Molecular cancer research : MCR (2019-01-16)
Saad Sheikh, Deeksha Saxena, Xiaobing Tian, Ahmad Amirshaghaghi, Andrew Tsourkas, Steven Brem, Jay F Dorsey
ABSTRACT

The high incidence of glioblastoma recurrence necessitates additional therapeutic strategies. Heterogeneous populations of cells, including glioma stem cells (GSC) have been implicated in disease recurrence. GSCs are able to survive irradiation and temozolomide (TMZ) treatment due to upregulation of DNA damage pathways. One potential strategy to target treatment-resistant tumor populations may be via the integrated stress response (ISR). Modulation of the ISR pathway also allows for sensitization of treatment-resistant cells to TRAIL. We generated a novel cell-based death receptor assay to identify potent inducers of ISR-dependent DR5 expression. We used this assay to screen compounds from three commercially available libraries, and identified 1-benzyl-3-cetyl-2-methylimidazolium iodide (NH125) as a potent inducer of DR5 expression.

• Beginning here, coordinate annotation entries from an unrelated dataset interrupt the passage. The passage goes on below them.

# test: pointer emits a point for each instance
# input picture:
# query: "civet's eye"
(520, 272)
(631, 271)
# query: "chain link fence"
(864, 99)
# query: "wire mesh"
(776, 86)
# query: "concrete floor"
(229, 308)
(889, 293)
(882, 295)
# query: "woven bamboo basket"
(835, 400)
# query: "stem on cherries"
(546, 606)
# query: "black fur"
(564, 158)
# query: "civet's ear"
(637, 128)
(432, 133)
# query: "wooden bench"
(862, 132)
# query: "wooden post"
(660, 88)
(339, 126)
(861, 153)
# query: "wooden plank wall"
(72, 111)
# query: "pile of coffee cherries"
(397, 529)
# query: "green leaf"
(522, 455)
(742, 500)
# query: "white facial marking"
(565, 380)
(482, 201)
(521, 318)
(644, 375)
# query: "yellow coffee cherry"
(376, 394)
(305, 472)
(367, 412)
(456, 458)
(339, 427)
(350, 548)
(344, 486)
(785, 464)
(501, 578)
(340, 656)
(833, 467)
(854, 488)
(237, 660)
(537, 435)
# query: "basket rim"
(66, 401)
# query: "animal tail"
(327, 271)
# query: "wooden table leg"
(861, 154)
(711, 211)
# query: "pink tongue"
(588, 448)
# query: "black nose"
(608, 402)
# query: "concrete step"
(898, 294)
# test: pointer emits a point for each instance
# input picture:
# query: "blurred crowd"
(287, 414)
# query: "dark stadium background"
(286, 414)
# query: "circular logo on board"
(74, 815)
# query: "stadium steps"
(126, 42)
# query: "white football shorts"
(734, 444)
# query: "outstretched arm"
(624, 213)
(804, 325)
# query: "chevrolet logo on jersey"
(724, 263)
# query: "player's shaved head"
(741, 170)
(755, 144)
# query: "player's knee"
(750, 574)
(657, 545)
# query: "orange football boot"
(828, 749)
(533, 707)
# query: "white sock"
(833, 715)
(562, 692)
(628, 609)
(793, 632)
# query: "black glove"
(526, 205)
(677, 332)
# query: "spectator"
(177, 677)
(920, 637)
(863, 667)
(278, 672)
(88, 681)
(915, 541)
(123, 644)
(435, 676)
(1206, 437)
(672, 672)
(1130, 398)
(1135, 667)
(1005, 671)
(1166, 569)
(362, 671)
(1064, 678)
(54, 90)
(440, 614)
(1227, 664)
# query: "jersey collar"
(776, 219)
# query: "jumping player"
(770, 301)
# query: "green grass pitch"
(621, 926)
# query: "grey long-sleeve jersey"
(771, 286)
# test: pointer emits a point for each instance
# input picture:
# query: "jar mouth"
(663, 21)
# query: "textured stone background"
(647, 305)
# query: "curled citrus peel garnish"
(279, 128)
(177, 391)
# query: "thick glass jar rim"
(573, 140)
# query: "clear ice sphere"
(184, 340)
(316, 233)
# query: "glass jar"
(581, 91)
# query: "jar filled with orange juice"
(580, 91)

NH125 engages the EIF2α-ATF4-CHOP axis culminating in DR5 expression at low micromolar doses. Expression of CHOP plays a critical role in NH125-mediated TRAIL synergy. Treatment of GSC with NH125 produces a marked reduction in viability when compared with other cell lines. NH125-treated GSC also synergize with lower doses of TRAIL when compared with all other cell lines tested. Transcriptional analysis of NH125-treated GSC uncovers a unique profile that involves activation of ISR and GADD45 pathways. Treatment of GSC xenografts with encapsulated PEG-PCL-NH125 leads to a sustained decrease in tumor volume. IMPLICATIONS: Taken together, these data suggest that engaging the ISR pathway represents a promising strategy to target treatment refractory GSC that have been implicated in glioblastoma recurrence.